There were 191 patients with an ED diagnosis of lower UTI, 56 cases with pyelonephritis and 42 patients with urosepsis (Table 3). Approximately one half (83/176) of the patients who were admitted to hospital, and nearly all (108/113; 95.6%) patients who were discharged from the ED were diagnosed with lower UTI. For patients thought to have lower UTI and who were started on antibiotic treatment in the ED, the ED diagnosis of lower UTI was not supported by clinical/microbiological evidence in 49/70 (70.0%) of admitted patients and 61/103 (59.2%) non-admitted patients.

Similarly, 33/54 (61.1%) of patients with ED diagnosed pyelonephritis and 31/42 (73.8%) patients with ED diagnosed urosepsis lacked clinical/microbiological evidence of this infection.

In patients who were admitted to hospital with ED diagnosed lower UTI and treated with empirical antibiotics, antibiotics were stopped at or within 72 h following admission in 17/70 (24.3%) and 24/70 (34.3%) respectively. Antibiotics were stopped within 72 h in 5/49 (10.2%) of patients with ED diagnosed pyelonephritis and 8/42 (19.0%) of patients with ED diagnosed urosepsis.

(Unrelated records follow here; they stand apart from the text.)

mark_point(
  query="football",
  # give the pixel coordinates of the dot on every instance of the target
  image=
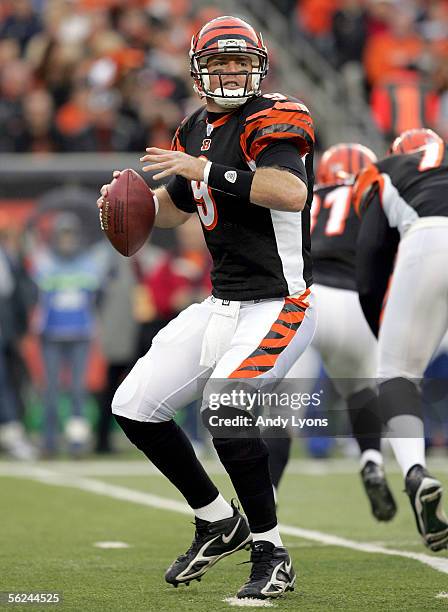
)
(127, 216)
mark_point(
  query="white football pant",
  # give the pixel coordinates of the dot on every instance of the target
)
(216, 339)
(343, 340)
(415, 318)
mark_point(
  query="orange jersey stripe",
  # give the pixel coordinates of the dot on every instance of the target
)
(282, 329)
(266, 360)
(278, 117)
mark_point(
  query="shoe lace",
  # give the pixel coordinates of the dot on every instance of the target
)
(199, 533)
(261, 564)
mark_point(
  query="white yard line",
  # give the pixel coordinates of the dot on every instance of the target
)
(90, 485)
(117, 467)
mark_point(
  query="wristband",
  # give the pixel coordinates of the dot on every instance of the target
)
(229, 180)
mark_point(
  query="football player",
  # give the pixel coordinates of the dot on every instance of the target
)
(342, 339)
(236, 162)
(402, 200)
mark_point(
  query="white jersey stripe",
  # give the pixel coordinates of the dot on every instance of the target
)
(288, 235)
(398, 212)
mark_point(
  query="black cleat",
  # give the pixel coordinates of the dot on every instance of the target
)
(425, 495)
(272, 572)
(212, 541)
(381, 500)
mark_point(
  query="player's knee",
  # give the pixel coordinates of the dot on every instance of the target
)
(134, 401)
(229, 422)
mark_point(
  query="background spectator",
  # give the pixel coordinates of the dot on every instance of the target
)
(67, 279)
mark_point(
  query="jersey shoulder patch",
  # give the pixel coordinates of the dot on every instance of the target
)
(271, 117)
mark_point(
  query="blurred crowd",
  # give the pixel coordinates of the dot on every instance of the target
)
(95, 75)
(394, 53)
(74, 318)
(104, 75)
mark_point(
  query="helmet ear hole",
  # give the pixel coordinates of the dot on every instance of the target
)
(412, 140)
(341, 163)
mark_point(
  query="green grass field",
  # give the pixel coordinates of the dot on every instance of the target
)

Comparison of ED diagnoses and ICD-10 codes

For patients who were admitted to hospital we compared the ED diagnosis to the main reason for the patient’s admission based on ICD-10 codes. In this group, lower UTI remained the main reason for admission in 33/83 cases (39.8%) who were diagnosed with this condition in the ED (Additional file 1, Fig. 2) and 3 patients in this group were diagnosed with pyelonephritis or urosepsis. However, the main reason for admission was non-infectious in 40.9% (95% CI: 30.3–52.3%) of patients with an ED diagnosis of lower UTI.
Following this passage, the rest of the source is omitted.